You're supposed to be helping us!

The Imitation Game (2014)

There's frequently a problem with these kind of films. It tries to craft a thriller out of something that doesn't really want to be thrilling. The conflict of solving mathematical puzzles is not exactly cinematic (certainly not in the hands of this director) so it puts up contrived, mechanical barriers. The scientists vs. Military through line that emerges may well have been a factor in real life (though it seems unlikely) but nothing about it rings true here. 
The more interesting conflict is within Turing's own head and the film stumbles here too.
His being gay is a big part of who he was. His mental thought processes too. The film does to it's credit not shy away from saying he was homosexual (though even that reveal is dealt with in the most ham fisted way possible) and even tries to tie that into the way he worked. But it still does not allow him to be gay on screen. We hear someone tells us after the fact he paid money to have sex with a man but it's still at a remove which does not benefit Turing.
There is a much more interesting story here about a man who did fine work for his country at a time when what he was was outlawed and is then treated shamefully by his government to the point he takes his own life. that act too is not shown on screen, a simplistic caption having to carry the weight.

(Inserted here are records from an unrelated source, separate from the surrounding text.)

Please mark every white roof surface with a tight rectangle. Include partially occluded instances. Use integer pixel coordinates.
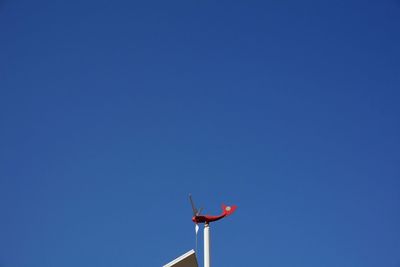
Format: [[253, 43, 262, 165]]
[[163, 249, 198, 267]]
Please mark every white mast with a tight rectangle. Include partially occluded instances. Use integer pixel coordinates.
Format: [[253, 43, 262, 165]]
[[204, 223, 210, 267]]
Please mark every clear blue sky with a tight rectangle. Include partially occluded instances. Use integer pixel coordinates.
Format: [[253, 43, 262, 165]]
[[0, 0, 400, 267]]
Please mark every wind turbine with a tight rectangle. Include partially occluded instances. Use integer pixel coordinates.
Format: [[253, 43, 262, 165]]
[[189, 194, 237, 267]]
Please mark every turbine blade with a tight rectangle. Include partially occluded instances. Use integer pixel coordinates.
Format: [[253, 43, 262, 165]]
[[196, 208, 203, 216]]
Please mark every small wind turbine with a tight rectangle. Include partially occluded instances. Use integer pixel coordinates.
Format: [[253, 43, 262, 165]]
[[189, 194, 237, 267]]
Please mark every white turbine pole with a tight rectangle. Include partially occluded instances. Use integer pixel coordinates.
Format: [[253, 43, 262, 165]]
[[204, 223, 210, 267]]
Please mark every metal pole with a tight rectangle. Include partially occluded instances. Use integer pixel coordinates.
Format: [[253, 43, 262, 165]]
[[204, 223, 210, 267]]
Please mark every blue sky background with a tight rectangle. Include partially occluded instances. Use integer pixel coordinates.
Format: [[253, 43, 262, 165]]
[[0, 0, 400, 267]]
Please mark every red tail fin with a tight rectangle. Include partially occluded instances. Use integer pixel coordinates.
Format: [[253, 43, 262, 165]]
[[222, 204, 237, 216]]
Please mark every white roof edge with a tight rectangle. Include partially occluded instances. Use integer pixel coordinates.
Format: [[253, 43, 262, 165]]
[[163, 249, 194, 267]]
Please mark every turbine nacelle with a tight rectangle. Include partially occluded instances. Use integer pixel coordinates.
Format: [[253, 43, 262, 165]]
[[189, 195, 237, 224]]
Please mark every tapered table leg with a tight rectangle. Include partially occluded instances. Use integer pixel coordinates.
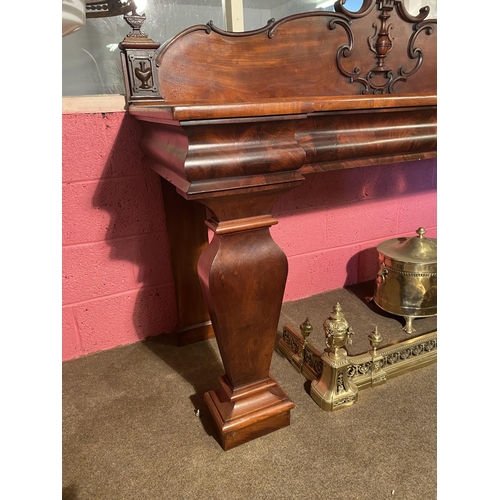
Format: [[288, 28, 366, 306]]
[[198, 189, 294, 450]]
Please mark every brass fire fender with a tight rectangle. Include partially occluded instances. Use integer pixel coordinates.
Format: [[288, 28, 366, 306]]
[[278, 320, 437, 410]]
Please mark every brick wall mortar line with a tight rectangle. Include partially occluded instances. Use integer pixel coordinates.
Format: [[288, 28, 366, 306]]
[[63, 173, 146, 186], [63, 281, 174, 308], [62, 231, 168, 248]]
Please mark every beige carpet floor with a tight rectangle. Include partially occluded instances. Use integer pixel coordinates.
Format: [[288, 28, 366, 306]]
[[62, 284, 437, 500]]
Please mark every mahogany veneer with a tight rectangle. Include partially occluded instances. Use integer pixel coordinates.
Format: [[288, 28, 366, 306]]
[[121, 0, 437, 450]]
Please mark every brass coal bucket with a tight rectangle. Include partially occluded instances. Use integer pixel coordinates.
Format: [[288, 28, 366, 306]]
[[373, 227, 437, 333]]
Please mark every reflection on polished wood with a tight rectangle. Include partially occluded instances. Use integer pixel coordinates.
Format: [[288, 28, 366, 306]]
[[120, 0, 437, 449]]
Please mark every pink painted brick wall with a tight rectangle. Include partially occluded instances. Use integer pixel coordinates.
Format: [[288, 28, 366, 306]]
[[62, 113, 437, 360]]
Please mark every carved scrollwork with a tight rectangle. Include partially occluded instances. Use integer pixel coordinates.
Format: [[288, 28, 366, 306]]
[[329, 0, 434, 94]]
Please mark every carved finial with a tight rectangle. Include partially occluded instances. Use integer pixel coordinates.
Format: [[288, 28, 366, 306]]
[[368, 325, 382, 356], [323, 302, 354, 357], [123, 8, 148, 38], [300, 318, 313, 344]]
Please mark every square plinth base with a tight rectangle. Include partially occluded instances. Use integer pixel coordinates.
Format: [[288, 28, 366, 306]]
[[204, 380, 295, 451]]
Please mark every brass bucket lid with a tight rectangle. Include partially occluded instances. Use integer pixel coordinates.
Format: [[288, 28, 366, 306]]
[[377, 227, 437, 264]]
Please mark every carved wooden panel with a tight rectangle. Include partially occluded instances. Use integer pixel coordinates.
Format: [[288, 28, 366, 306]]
[[157, 0, 437, 104]]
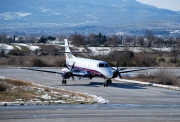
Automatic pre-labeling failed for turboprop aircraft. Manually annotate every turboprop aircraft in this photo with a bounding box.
[24,39,153,87]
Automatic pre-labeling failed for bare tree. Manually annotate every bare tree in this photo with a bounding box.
[145,30,154,47]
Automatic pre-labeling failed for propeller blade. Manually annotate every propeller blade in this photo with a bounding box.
[116,61,119,70]
[111,67,116,70]
[119,73,122,78]
[71,74,74,80]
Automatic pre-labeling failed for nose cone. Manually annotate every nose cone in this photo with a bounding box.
[103,68,113,78]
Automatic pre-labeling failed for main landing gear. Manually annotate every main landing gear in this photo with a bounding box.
[62,79,67,84]
[104,79,112,87]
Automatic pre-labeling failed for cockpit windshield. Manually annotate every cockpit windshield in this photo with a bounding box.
[98,63,109,67]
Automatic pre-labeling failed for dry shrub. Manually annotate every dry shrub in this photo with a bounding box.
[157,69,178,85]
[0,81,8,92]
[5,79,32,86]
[31,58,48,67]
[134,53,156,67]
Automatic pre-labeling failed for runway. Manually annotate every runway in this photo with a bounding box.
[0,69,180,122]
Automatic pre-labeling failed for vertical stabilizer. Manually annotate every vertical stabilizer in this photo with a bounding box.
[64,39,74,65]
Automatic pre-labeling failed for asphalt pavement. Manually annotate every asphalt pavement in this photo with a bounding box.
[0,68,180,122]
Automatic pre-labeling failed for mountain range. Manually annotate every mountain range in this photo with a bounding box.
[0,0,180,33]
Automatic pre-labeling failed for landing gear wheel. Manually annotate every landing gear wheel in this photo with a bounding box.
[104,80,108,87]
[62,79,67,84]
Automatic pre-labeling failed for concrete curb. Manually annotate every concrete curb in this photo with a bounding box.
[115,78,180,91]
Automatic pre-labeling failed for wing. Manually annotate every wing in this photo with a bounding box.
[119,68,153,73]
[21,68,63,74]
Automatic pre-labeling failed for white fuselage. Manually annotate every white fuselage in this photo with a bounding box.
[67,57,113,79]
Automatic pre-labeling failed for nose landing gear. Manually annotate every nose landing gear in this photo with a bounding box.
[104,79,112,87]
[62,79,67,84]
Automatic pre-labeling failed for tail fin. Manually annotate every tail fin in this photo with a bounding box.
[64,39,74,65]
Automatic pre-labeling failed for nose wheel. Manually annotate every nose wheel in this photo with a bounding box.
[62,79,67,84]
[104,79,112,87]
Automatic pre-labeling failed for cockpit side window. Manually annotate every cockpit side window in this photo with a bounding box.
[104,64,109,67]
[98,63,109,67]
[99,63,104,67]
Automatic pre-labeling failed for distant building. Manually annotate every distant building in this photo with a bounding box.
[47,38,64,45]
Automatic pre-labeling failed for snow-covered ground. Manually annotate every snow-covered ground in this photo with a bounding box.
[14,43,39,51]
[0,43,14,54]
[0,76,109,106]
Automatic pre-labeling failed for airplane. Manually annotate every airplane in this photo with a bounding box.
[23,39,153,87]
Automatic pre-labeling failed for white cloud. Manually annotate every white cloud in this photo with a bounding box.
[16,12,32,17]
[136,0,180,11]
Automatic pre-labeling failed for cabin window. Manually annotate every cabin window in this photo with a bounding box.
[105,64,109,67]
[98,63,109,67]
[99,63,104,67]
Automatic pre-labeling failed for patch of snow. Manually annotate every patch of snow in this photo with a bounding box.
[0,76,6,79]
[16,43,39,51]
[115,78,180,91]
[15,46,22,50]
[93,95,109,104]
[41,94,51,100]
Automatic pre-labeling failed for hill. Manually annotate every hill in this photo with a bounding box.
[0,0,180,33]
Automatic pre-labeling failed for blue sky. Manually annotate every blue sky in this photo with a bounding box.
[136,0,180,11]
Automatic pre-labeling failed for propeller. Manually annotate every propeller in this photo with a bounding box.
[64,62,75,80]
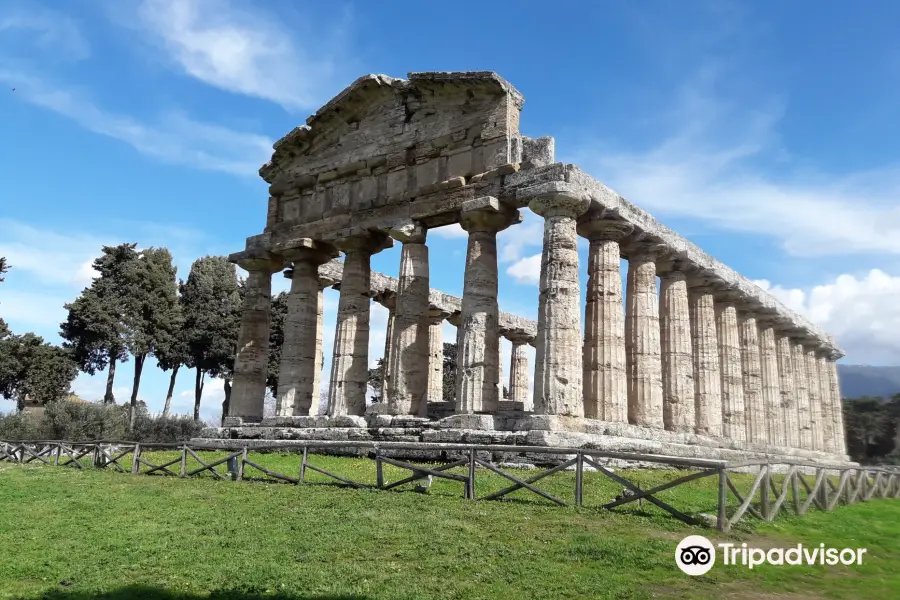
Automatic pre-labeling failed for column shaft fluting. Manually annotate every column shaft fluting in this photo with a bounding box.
[759,323,784,446]
[816,354,835,452]
[776,335,800,448]
[689,287,722,437]
[828,360,847,455]
[791,343,813,450]
[716,302,747,441]
[804,348,825,451]
[529,194,590,417]
[740,315,768,444]
[228,259,281,421]
[659,271,696,433]
[578,219,632,423]
[275,251,333,416]
[387,226,429,416]
[328,234,389,416]
[509,340,531,411]
[456,197,518,413]
[428,310,447,402]
[625,252,663,429]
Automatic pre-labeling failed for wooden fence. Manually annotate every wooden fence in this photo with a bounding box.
[0,441,900,532]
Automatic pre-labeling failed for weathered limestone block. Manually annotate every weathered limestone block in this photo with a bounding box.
[509,336,534,411]
[791,343,813,450]
[428,307,449,402]
[804,347,825,452]
[386,223,429,416]
[228,256,284,421]
[456,197,520,413]
[529,184,590,417]
[716,301,747,442]
[758,321,785,446]
[740,313,768,444]
[328,233,393,416]
[625,248,663,429]
[275,240,337,416]
[659,271,696,433]
[776,335,801,448]
[689,285,722,437]
[578,216,633,423]
[816,352,837,452]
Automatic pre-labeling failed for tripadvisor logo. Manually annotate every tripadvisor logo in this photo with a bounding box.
[675,535,716,576]
[675,535,867,576]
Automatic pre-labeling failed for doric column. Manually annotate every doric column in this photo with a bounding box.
[508,334,531,411]
[775,333,800,448]
[528,188,590,417]
[791,342,813,450]
[739,312,768,444]
[688,280,722,437]
[816,351,835,453]
[828,355,847,455]
[625,246,663,429]
[228,253,284,421]
[275,239,338,417]
[657,270,696,433]
[803,347,825,451]
[387,222,429,416]
[456,196,519,413]
[427,307,449,403]
[716,299,747,442]
[578,217,633,423]
[328,232,393,416]
[758,319,784,446]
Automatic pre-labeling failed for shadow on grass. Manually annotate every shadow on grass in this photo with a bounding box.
[30,585,367,600]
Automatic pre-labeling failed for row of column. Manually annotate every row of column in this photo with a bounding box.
[230,191,844,453]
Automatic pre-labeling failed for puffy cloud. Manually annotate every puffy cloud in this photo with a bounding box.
[756,269,900,364]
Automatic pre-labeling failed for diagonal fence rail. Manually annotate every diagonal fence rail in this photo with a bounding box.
[0,441,900,532]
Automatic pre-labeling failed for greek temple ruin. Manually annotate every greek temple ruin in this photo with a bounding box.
[203,72,848,464]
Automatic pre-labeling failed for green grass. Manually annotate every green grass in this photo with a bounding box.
[0,453,900,600]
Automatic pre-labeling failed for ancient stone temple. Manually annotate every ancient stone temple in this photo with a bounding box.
[204,72,847,462]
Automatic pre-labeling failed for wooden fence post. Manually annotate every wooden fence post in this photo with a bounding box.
[575,452,584,506]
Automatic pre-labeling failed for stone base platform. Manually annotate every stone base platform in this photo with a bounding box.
[192,411,855,466]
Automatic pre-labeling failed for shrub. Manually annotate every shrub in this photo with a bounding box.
[0,401,205,443]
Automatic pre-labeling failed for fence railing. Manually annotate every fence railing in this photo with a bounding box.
[0,441,900,532]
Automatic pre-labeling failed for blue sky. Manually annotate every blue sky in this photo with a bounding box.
[0,0,900,417]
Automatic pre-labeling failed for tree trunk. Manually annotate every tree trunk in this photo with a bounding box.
[222,377,231,423]
[163,365,181,417]
[103,352,116,404]
[194,367,203,421]
[128,354,147,431]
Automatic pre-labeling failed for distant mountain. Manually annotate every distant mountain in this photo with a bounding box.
[838,363,900,398]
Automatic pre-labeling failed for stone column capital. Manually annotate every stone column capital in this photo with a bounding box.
[577,215,634,242]
[528,181,591,219]
[459,196,522,233]
[388,219,428,244]
[334,231,394,255]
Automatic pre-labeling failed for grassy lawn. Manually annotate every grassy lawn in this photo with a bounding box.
[0,454,900,600]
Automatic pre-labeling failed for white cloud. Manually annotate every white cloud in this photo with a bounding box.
[138,0,348,110]
[0,4,91,61]
[756,269,900,365]
[0,67,272,176]
[506,254,541,285]
[572,72,900,256]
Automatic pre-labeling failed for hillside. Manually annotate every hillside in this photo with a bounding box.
[838,363,900,398]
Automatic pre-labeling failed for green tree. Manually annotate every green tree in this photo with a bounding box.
[119,248,180,431]
[0,332,78,410]
[266,292,287,397]
[60,243,138,404]
[153,294,189,417]
[181,256,241,421]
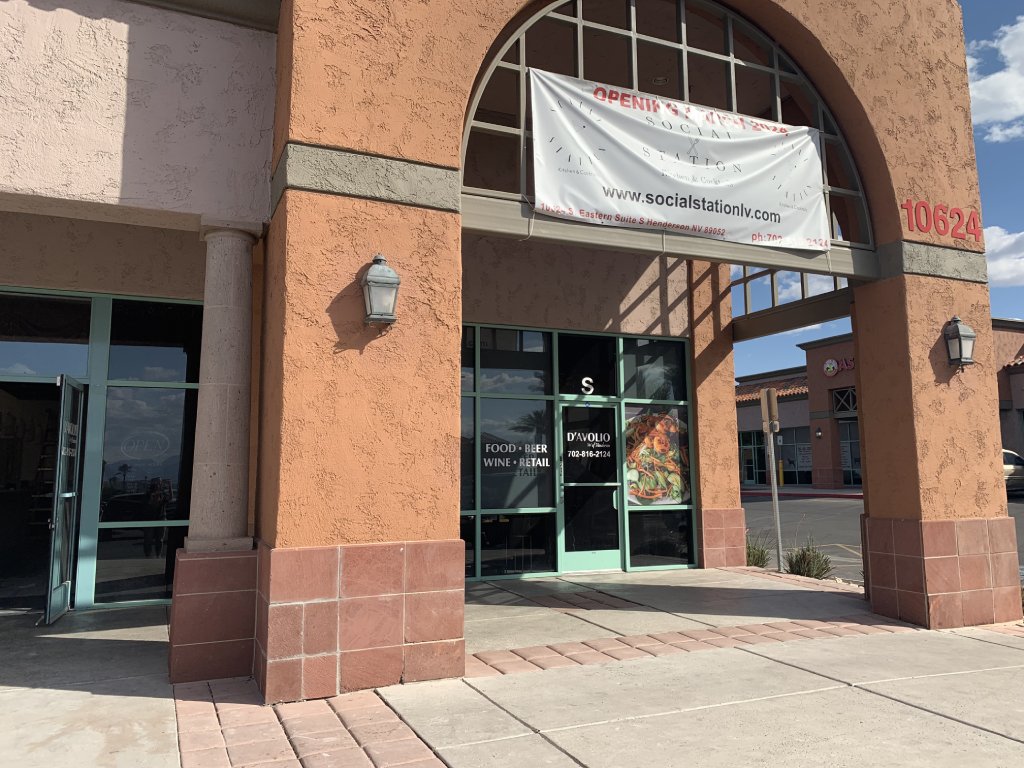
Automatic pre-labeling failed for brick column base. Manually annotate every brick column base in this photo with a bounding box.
[254,540,466,703]
[865,517,1021,630]
[169,549,256,683]
[699,509,746,568]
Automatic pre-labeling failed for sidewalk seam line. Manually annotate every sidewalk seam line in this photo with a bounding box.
[853,684,1024,744]
[462,678,587,768]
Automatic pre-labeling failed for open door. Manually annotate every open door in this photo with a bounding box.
[43,375,85,624]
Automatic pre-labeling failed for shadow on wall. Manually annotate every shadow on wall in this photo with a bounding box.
[18,0,275,229]
[462,232,689,336]
[327,276,380,354]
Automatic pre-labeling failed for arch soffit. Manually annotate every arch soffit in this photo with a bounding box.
[463,0,901,262]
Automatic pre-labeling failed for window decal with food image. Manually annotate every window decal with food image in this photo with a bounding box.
[626,407,690,505]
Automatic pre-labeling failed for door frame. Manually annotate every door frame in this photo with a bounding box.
[0,285,203,610]
[42,374,88,625]
[459,321,700,583]
[555,396,629,573]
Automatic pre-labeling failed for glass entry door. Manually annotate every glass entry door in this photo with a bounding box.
[559,404,623,571]
[43,375,85,624]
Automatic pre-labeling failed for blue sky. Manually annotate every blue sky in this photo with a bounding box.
[735,0,1024,376]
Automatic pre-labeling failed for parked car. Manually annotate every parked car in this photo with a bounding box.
[1002,449,1024,493]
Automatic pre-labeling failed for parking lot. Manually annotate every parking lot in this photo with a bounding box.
[743,494,1024,584]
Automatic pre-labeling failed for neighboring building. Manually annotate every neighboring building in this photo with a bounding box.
[0,0,1021,700]
[736,318,1024,488]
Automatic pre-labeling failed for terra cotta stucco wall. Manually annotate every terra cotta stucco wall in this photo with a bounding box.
[689,261,739,509]
[278,0,983,251]
[0,212,206,300]
[0,0,276,228]
[854,275,1007,520]
[257,190,462,547]
[462,234,687,336]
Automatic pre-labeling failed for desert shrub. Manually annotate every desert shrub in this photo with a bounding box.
[746,530,772,568]
[785,537,833,579]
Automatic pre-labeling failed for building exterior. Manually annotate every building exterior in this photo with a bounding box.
[0,0,1020,701]
[736,318,1024,488]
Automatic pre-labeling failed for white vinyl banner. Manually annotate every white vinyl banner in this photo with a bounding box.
[529,70,830,251]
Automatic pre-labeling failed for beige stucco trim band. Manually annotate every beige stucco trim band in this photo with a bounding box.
[462,194,879,280]
[879,240,988,283]
[270,143,461,212]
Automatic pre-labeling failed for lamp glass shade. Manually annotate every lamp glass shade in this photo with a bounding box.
[362,254,401,323]
[946,336,961,366]
[961,334,975,366]
[942,315,978,368]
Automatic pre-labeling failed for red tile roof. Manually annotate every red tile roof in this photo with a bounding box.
[736,376,807,402]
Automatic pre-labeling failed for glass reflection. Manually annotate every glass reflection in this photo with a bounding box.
[459,515,476,579]
[479,328,551,394]
[108,300,203,382]
[480,399,554,509]
[630,510,692,567]
[459,397,476,509]
[480,513,555,577]
[0,294,91,378]
[96,525,188,603]
[565,493,618,552]
[623,339,686,400]
[461,327,476,392]
[99,387,197,522]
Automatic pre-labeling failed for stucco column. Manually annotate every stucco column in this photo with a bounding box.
[689,260,746,568]
[185,227,256,552]
[854,274,1021,629]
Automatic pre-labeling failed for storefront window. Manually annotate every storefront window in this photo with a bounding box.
[99,387,198,523]
[480,398,555,509]
[623,339,686,400]
[460,326,693,579]
[777,427,812,485]
[479,328,552,394]
[630,510,692,567]
[839,420,861,485]
[558,334,616,395]
[108,300,203,382]
[480,512,556,577]
[459,397,476,509]
[96,525,188,603]
[0,293,91,378]
[626,406,690,506]
[461,328,476,392]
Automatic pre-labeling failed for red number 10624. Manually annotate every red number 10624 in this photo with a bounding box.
[900,200,981,241]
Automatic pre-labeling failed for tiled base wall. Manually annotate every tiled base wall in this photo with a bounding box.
[865,517,1021,629]
[698,509,746,568]
[169,550,256,683]
[254,540,465,702]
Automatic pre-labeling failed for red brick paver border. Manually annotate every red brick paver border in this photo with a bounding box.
[466,613,925,678]
[174,684,444,768]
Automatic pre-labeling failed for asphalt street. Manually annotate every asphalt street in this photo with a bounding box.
[743,494,1024,584]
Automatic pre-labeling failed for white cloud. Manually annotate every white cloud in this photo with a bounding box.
[985,121,1024,144]
[967,16,1024,142]
[985,226,1024,286]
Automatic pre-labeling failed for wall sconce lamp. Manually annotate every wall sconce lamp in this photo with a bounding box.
[942,314,978,371]
[362,253,401,325]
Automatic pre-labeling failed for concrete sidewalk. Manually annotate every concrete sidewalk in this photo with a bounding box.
[0,607,178,768]
[0,568,1024,768]
[739,485,864,499]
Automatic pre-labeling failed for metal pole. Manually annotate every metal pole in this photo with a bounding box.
[765,434,782,573]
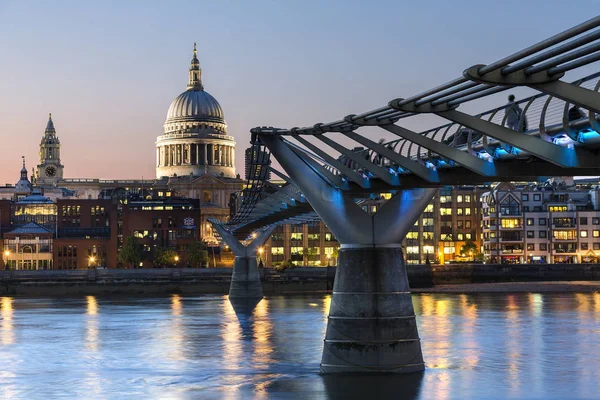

Instead it mostly treads water as a redo of the Robert Harris Enigma novel and film adaptation which at least gave license to it's thriller elements by being far more fictionalised. 
Cumberbatch is fine in the role, allowing sympathy for a sometimes deeply unpleasant man.
Knightley's mannered, Joan Greenwood knock-off performance is better suited here than in the recent Say When, which I looked at last week, but is still a dry, dull presence.